This paper integrates the text feature with the behaviour feature, building on earlier concepts of ways to detect misleading reviews. Anomaly detection, data resampling, and a misleading scoring feature are implemented to address the effects of imbalance. In the event of a dataset with an imbalanced distribution of categories, it can better handle categorizing misleading reviews.

3. Framework for Illusive Review Model

To identify fraudulent reviews, this paper employs the technique of ensemble feature selection and multidimensional feature building. Simple data processing is considered for certain data levels with the headword probability shown in Figure 1. Figure 2 depicts the various procedures for the proposed framework based on multidimensional feature construction. We have considered the extended work of study [23] using additional methodological analysis and experiments with further datasets. We also compare our evaluation with existing methods of assessment.

3.1 Building features

In this part, we considered the preprocessing of text data and created structure text features from the text dataset as follows:

(a) Preprocessing Text: Preprocessing data is essential for accurate and successful feature extraction from the text. Standard text preprocessing steps include changing case, removing punctuation and stop words, correcting spelling and grammar mistakes, and fine-grained text segmentation. This paper uses Python's Natural Language Toolkit (NLTK) for preprocessing tasks. A text corpus is created for use in subsequent experiments after text preparation. The findings of the food dataset's preprocessing of reviews are displayed in Table 1.

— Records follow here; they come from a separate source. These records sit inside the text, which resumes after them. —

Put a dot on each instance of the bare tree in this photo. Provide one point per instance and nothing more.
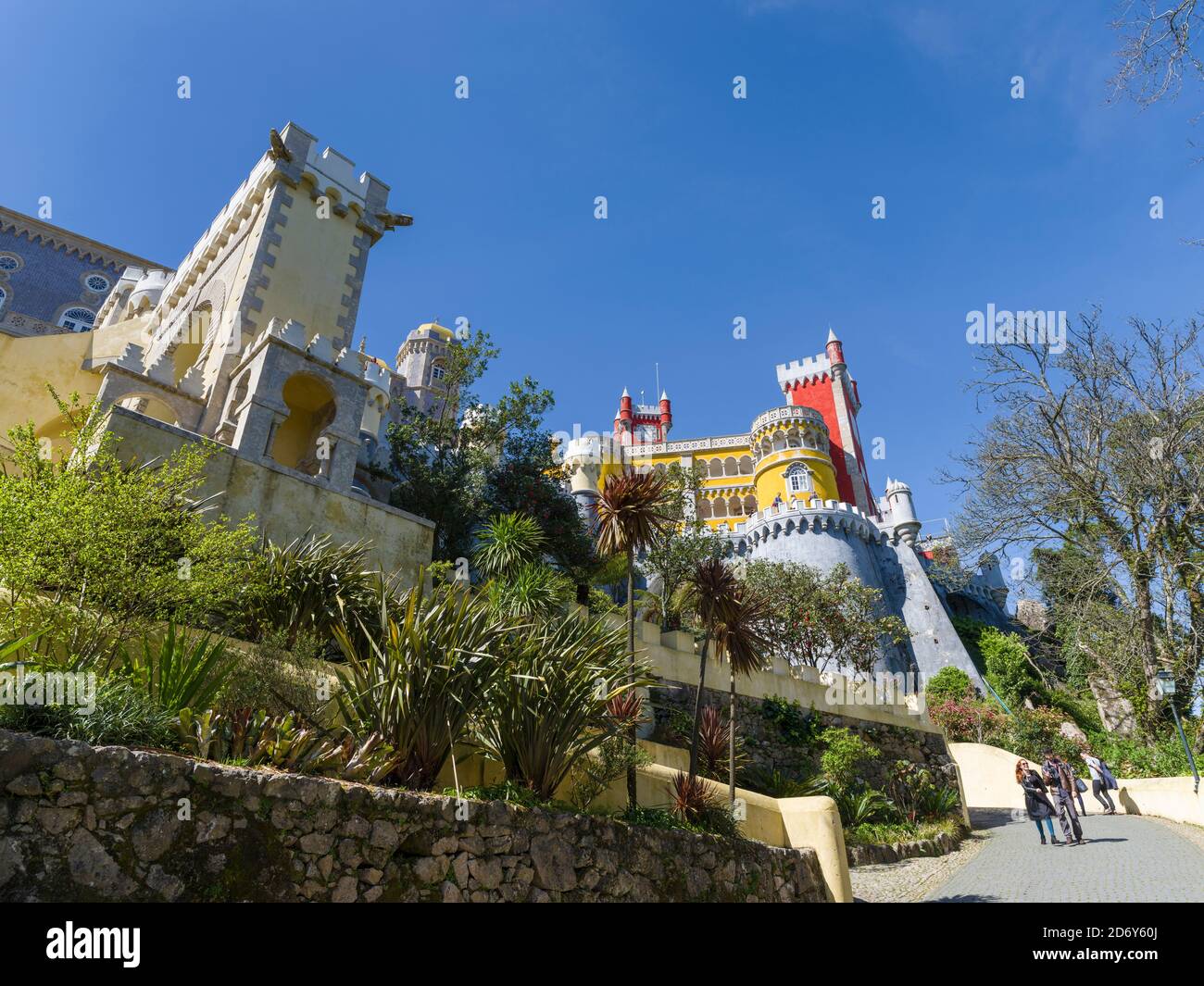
(1156, 49)
(1098, 452)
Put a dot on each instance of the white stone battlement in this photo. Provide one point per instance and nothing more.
(799, 371)
(796, 518)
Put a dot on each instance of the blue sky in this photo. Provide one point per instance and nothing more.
(718, 207)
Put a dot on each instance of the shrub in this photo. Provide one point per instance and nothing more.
(311, 585)
(421, 678)
(778, 784)
(714, 740)
(862, 806)
(179, 672)
(549, 705)
(698, 805)
(254, 738)
(950, 684)
(276, 680)
(970, 721)
(1030, 732)
(844, 752)
(533, 590)
(794, 725)
(123, 714)
(591, 776)
(112, 545)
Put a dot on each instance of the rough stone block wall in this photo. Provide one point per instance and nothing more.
(766, 749)
(104, 824)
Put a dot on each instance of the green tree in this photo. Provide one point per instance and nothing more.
(96, 543)
(823, 619)
(711, 593)
(681, 545)
(633, 508)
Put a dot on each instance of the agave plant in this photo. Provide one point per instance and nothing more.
(533, 589)
(552, 704)
(633, 508)
(257, 740)
(508, 542)
(179, 672)
(312, 584)
(420, 680)
(861, 806)
(694, 800)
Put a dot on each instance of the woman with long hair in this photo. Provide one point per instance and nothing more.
(1036, 801)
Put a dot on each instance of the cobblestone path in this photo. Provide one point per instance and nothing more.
(1124, 857)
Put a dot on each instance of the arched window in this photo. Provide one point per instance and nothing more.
(312, 408)
(77, 319)
(798, 480)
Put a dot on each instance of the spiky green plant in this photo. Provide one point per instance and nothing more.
(506, 543)
(420, 680)
(550, 705)
(530, 590)
(743, 641)
(181, 670)
(710, 592)
(312, 584)
(633, 508)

(b) Text Feature Creation: Since computers aren't natural word processors, we must employ feature creation methods to convert English words into word vectors that computers can understand. The first step is to extract semantic information from word pairings using the Bigram algorithm.

It is possible to record the details of front and back word pairs using the N-gram [5] model (a tiny unit containing the number of words). This form of the N-gram is known as a Bigram when n = 2. With the review “I like Biryani in dinner” as an example, following word segmentation, stop word filtering, and Bigram processing, the sentence is transformed into {I, (I, like), like, (like, Biryani), Biryani, (Biryani, dinner)} which separates the formerly vague “I like Biryani in dinner” from “in dinner I like Biryani”.

1.png

Figure 1. Processing of dataset

2.jpg

Figure 2. Illusive model for multidimensional feature selection approach

Table 1. Preprocessing text

Original Text	Preprocessing
Bush used to have a white chili bean, which made this recipe super simple. I have written to them and asked them to please, bring them back	used to have a white chili bean and made this recipe super simple. have written to them and asked them to please, bring them back

During training the word, we use the Word2vec method. The three main layers of Word2vec [24] are the input, hidden, and output layers of a neural network model. The exact-dimensional word vector is trained from a high-dimensional One-Hot word vector used as input. The bag-of-words (BOW) models are present in Word2vec. The skip-gram concept is utilized in this work.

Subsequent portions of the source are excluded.